A 62-year-old male presents to the emergency department with complaints of fever, headache and altered mental status. The patient has a history of Type 2 Diabetes, hypertension, high cholesterol and had been treated a month prior for pneumonia and persistent cough. The patient is a construction worker in the Southern California area and spends the majority of the day outside. The patient was started empirically on anti-tuberculosis (TB) medicine due to symptoms and prior TB testing.

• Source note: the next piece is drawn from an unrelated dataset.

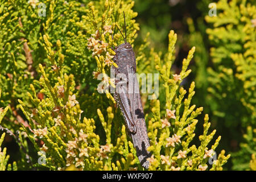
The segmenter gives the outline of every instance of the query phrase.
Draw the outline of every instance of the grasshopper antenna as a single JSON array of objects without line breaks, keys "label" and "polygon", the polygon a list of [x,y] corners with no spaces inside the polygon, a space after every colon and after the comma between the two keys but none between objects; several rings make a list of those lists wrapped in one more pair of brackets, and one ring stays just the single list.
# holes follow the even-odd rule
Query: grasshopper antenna
[{"label": "grasshopper antenna", "polygon": [[123,41],[125,41],[125,43],[126,43],[126,40],[125,39],[125,37],[123,36],[123,34],[122,34],[122,32],[121,31],[120,29],[119,29],[118,27],[117,26],[117,25],[116,24],[115,24],[115,26],[117,26],[117,28],[118,28],[118,30],[120,32],[120,33],[121,33],[121,35],[122,35],[122,37],[123,37]]},{"label": "grasshopper antenna", "polygon": [[125,11],[123,11],[123,19],[125,19],[125,43],[126,43],[126,24],[125,23]]}]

Serology and fungal cultures were sent to rule out fungi such as Coccidioides (Cocci) and Cryptococcus. Serology for Coccidioides consist of enzyme immunoassay, immunodiffusion and complement fixation. All serologies were positive for Coccidioides. The cultures were also positive from lung samples taken from the patient. Arthroconidia were seen microscopically in lactophenol cotton blue tease preps from the fungal culture in the laboratory.
Cause of Symptoms
The patient’s occupation as a construction worker exposed him to the environmental spores of Coccidioides. The patient was diagnosed with disseminated Coccidioides, Coccidioides pneumonia and Coccidioides meningitis. Coccidioides is the causative agent of Coccidioidomycosis, also known as Valley Fever, which gets its name from the San Joaquin Valley in California. The organism is a dimorphic fungus that exists in the soil. Spores are spread via perturbation of the soil via farming and wind. Spores are then inhaled into the lungs and form spherules. Acute infection can also lead to skin lesions and infection. The symptoms can resemble influenza symptoms like fever, cough, myalgia (muscle pain) and malaise (general feeling of discomfort). Many infections are asymptomatic.
Mild to moderate disease is treated with either Fluconazole or Itraconazole. Severe disease (with rapid progression and/or infection of critical organs) is treated with Liposomal Amphotericin B. Other alternative therapies exist.